For over a year, China has reportedly restricted exports of essential capital equipment to India across sectors. In the last eight months, these have expanded to electronics. The ICEA noted this results in delays, inefficiencies, and higher costs — alternatives from Japan or Korea cost up to four times more than Chinese machinery.
The curbs extend beyond hardware. China has also limited the export of rare earth materials crucial to smartphone manufacturing. Alternatives are either scarce, unscalable, or expensive.
Additionally, China has disrupted technical collaboration. According to ICEA, Beijing recently ordered select companies to wind up India operations and remove Indian professionals, cutting off technology transfer.

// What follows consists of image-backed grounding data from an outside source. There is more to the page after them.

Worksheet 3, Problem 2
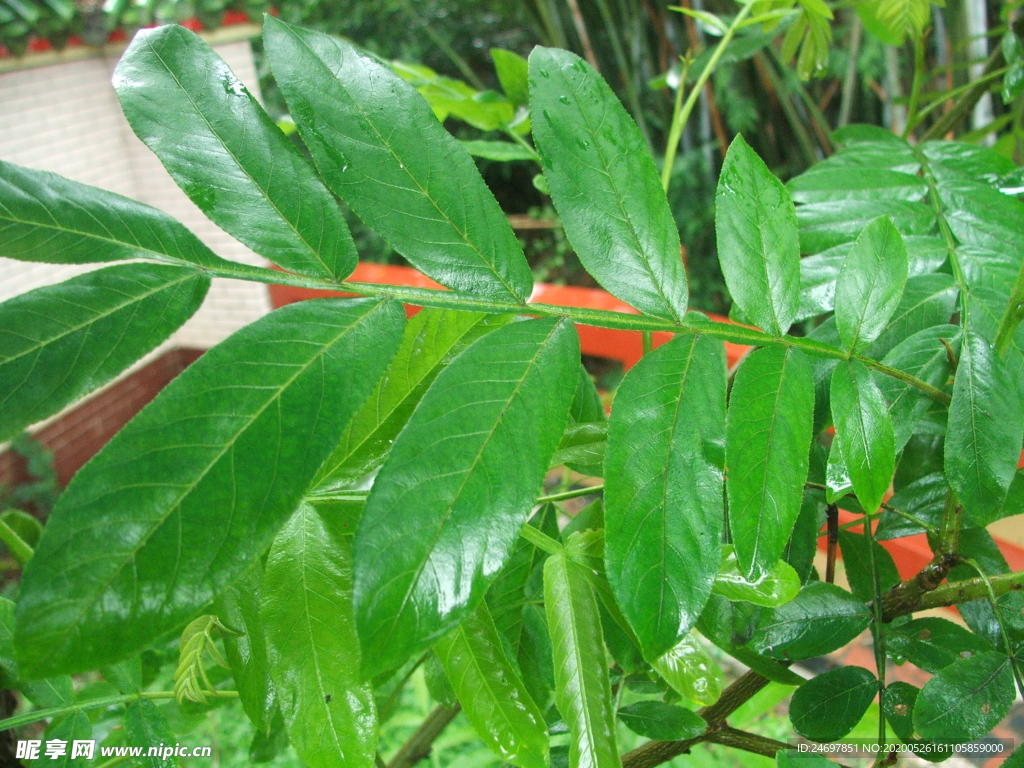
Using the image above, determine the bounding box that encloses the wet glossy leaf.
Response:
[114,25,355,280]
[913,651,1015,742]
[716,135,799,336]
[713,545,800,607]
[354,318,578,677]
[544,550,621,768]
[491,48,529,106]
[868,274,957,358]
[945,331,1024,524]
[262,503,377,768]
[216,562,276,733]
[617,701,706,741]
[796,199,934,254]
[750,582,870,660]
[697,595,804,685]
[887,617,992,673]
[0,263,208,442]
[0,159,229,268]
[834,217,908,352]
[877,325,957,451]
[788,167,927,204]
[15,298,403,677]
[882,683,953,761]
[312,309,503,492]
[605,334,725,659]
[727,346,814,579]
[837,531,899,603]
[434,603,548,768]
[651,633,723,707]
[529,47,687,322]
[831,360,896,513]
[264,17,532,301]
[790,666,876,742]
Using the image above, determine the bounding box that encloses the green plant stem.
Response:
[539,484,605,503]
[920,46,1005,141]
[937,492,961,556]
[903,35,926,138]
[909,67,1010,132]
[0,519,32,564]
[959,558,1024,697]
[203,263,951,405]
[879,567,1024,621]
[0,689,238,732]
[863,519,887,748]
[385,704,460,768]
[660,2,754,191]
[503,127,541,164]
[993,257,1024,357]
[838,13,861,127]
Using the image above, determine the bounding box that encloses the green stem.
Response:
[0,519,33,565]
[959,559,1024,697]
[880,568,1024,620]
[864,519,887,748]
[203,263,951,404]
[903,35,926,139]
[0,690,238,732]
[660,2,754,191]
[937,492,961,556]
[993,257,1024,357]
[539,484,604,503]
[909,67,1009,132]
[503,127,541,164]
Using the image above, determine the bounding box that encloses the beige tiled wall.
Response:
[0,37,272,355]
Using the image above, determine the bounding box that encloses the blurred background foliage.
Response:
[1,0,1020,313]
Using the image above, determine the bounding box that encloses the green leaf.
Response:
[544,551,621,768]
[617,701,706,740]
[491,48,529,106]
[114,25,355,281]
[913,651,1015,742]
[887,618,993,673]
[837,531,899,603]
[697,595,804,685]
[790,666,876,742]
[262,503,377,768]
[14,298,404,677]
[124,699,177,768]
[750,582,871,660]
[264,17,532,302]
[726,346,814,579]
[945,331,1024,524]
[434,602,548,768]
[830,360,896,513]
[882,683,953,761]
[528,47,688,322]
[834,217,908,352]
[0,263,209,442]
[33,708,92,767]
[651,633,724,707]
[460,139,536,162]
[788,167,927,204]
[216,562,276,733]
[796,199,934,254]
[713,545,801,607]
[716,135,800,336]
[354,318,578,677]
[868,274,957,359]
[312,309,503,493]
[605,334,725,659]
[0,159,229,268]
[876,325,957,451]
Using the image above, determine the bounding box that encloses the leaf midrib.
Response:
[32,300,388,667]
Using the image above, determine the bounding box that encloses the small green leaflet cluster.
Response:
[0,17,1022,768]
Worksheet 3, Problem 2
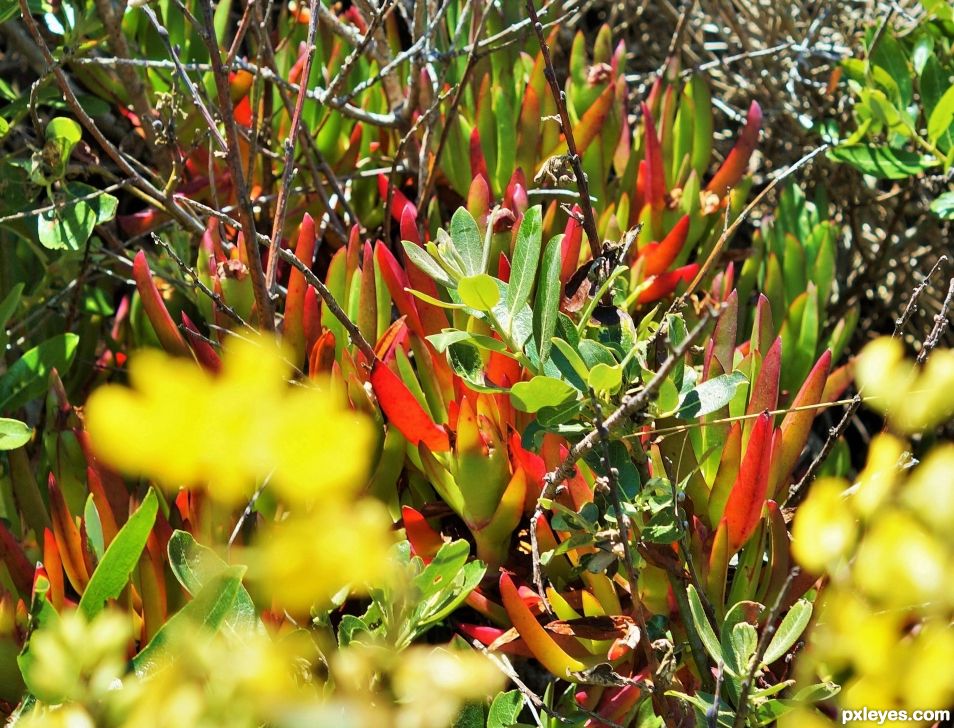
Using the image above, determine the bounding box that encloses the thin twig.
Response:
[150,233,252,331]
[591,391,677,724]
[893,256,948,337]
[195,0,275,329]
[17,0,206,238]
[417,1,489,222]
[175,197,376,361]
[917,276,954,365]
[526,0,601,261]
[786,395,861,507]
[140,4,227,151]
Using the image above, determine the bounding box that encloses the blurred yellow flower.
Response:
[20,609,130,705]
[903,444,954,534]
[85,334,374,504]
[792,478,857,573]
[250,500,393,613]
[856,337,954,434]
[854,512,947,608]
[852,434,904,518]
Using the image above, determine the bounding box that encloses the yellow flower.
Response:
[85,334,374,504]
[792,478,857,573]
[19,609,130,705]
[250,500,393,613]
[903,444,954,534]
[852,434,904,518]
[853,512,947,609]
[856,337,954,433]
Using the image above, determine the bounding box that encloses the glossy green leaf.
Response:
[588,363,623,393]
[0,418,32,451]
[927,84,954,144]
[167,530,260,634]
[488,690,524,728]
[511,376,578,413]
[930,191,954,219]
[37,182,118,251]
[0,333,79,412]
[0,283,24,336]
[687,584,722,664]
[44,117,82,174]
[83,494,105,561]
[870,33,912,105]
[677,372,747,419]
[79,489,158,619]
[828,145,935,179]
[402,241,455,288]
[133,565,246,677]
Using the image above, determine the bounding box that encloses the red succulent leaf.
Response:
[284,213,317,363]
[770,350,832,498]
[400,204,421,245]
[457,623,534,657]
[638,214,690,276]
[560,206,584,284]
[635,263,698,304]
[181,312,222,373]
[469,127,490,187]
[308,330,337,377]
[132,250,190,357]
[641,103,665,210]
[375,242,424,338]
[401,505,443,562]
[47,473,90,592]
[377,173,418,223]
[706,100,762,198]
[370,361,450,451]
[0,521,34,597]
[498,252,511,282]
[302,286,321,354]
[722,411,774,554]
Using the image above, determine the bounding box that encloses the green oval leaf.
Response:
[0,417,32,451]
[828,145,936,179]
[0,333,79,412]
[677,371,748,419]
[763,599,813,665]
[511,375,578,413]
[533,235,563,364]
[167,530,260,635]
[588,363,623,393]
[458,273,500,311]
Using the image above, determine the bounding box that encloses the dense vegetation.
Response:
[0,0,953,726]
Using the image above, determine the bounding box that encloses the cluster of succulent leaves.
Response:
[1,1,953,727]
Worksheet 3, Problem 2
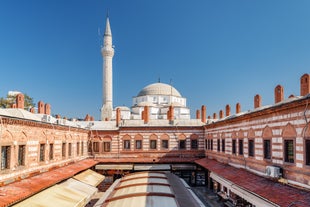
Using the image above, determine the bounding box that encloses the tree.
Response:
[0,93,35,109]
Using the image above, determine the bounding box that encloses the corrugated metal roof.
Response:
[73,169,105,187]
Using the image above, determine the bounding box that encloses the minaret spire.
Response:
[101,14,114,121]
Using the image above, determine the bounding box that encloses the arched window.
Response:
[190,134,198,150]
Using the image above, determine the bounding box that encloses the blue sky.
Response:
[0,0,309,120]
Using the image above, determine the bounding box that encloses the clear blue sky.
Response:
[0,0,309,120]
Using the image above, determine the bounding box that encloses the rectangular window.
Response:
[39,144,45,162]
[248,140,254,157]
[76,142,80,155]
[239,139,243,155]
[62,143,66,158]
[222,139,225,152]
[150,140,157,149]
[103,142,111,152]
[93,142,99,153]
[191,139,198,149]
[205,140,208,150]
[81,142,84,155]
[264,140,271,159]
[284,140,294,163]
[1,146,10,170]
[211,139,213,151]
[124,140,131,150]
[232,140,236,154]
[161,140,169,149]
[179,140,186,149]
[49,144,53,160]
[18,145,26,166]
[306,140,310,166]
[135,140,142,149]
[217,139,220,152]
[68,143,72,157]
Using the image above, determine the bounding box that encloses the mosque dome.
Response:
[137,83,181,97]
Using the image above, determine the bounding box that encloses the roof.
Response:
[99,171,203,207]
[137,83,182,97]
[195,158,310,207]
[0,159,98,207]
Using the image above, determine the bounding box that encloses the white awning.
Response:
[73,169,105,187]
[95,164,133,170]
[134,164,171,171]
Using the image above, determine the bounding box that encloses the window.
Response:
[284,140,294,163]
[18,145,26,166]
[103,142,111,152]
[263,140,271,159]
[217,139,220,152]
[124,140,130,150]
[232,140,236,154]
[93,142,99,153]
[150,140,157,149]
[222,139,225,152]
[1,146,10,170]
[239,139,243,155]
[248,140,254,157]
[179,140,186,150]
[62,143,66,158]
[77,142,80,155]
[81,142,84,155]
[205,140,208,150]
[306,140,310,166]
[49,144,53,160]
[135,140,142,149]
[68,143,72,157]
[39,144,45,162]
[211,139,213,150]
[161,140,169,150]
[191,139,198,149]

More alarmingly, professionals of Chinese origin working in Indian, Taiwanese, and Chinese firms in India have been recalled to China midway through their assignments — numbering in the hundreds.
“These actions appear to be well-planned and sequential, aimed at weakening India’s ability to compete globally at scale,” ICEA claimed.
The mobile phone production industry currently employs over 17 lakh workers. Jobs tied to exports have surged more than 33 times since the launch of the PLI scheme, underscoring the importance of protecting the sector.
“India’s success mirrors the trajectory of other Asian economies — achieving scale first, then deepening domestic value addition,” said CDS Director Prof. C. Veeramani in a related study. On the China developments, ICEA Chairman Pankaj Mohindroo added, “Strategic integration into global value chains has driven India’s gains in exports, jobs, and domestic value addition. The new disruptions threaten to undo this momentum.”
The ICEA has now sought an urgent meeting with the government to address the risks posed by Chinese actions, stressing the need for long-term mitigation strategies, diversification of sourcing, and support for local capacity building. As India aspires to scale its electronics manufacturing to $500 billion, industry experts believe that government intervention will be key to navigating these evolving geopolitical and supply chain challenges.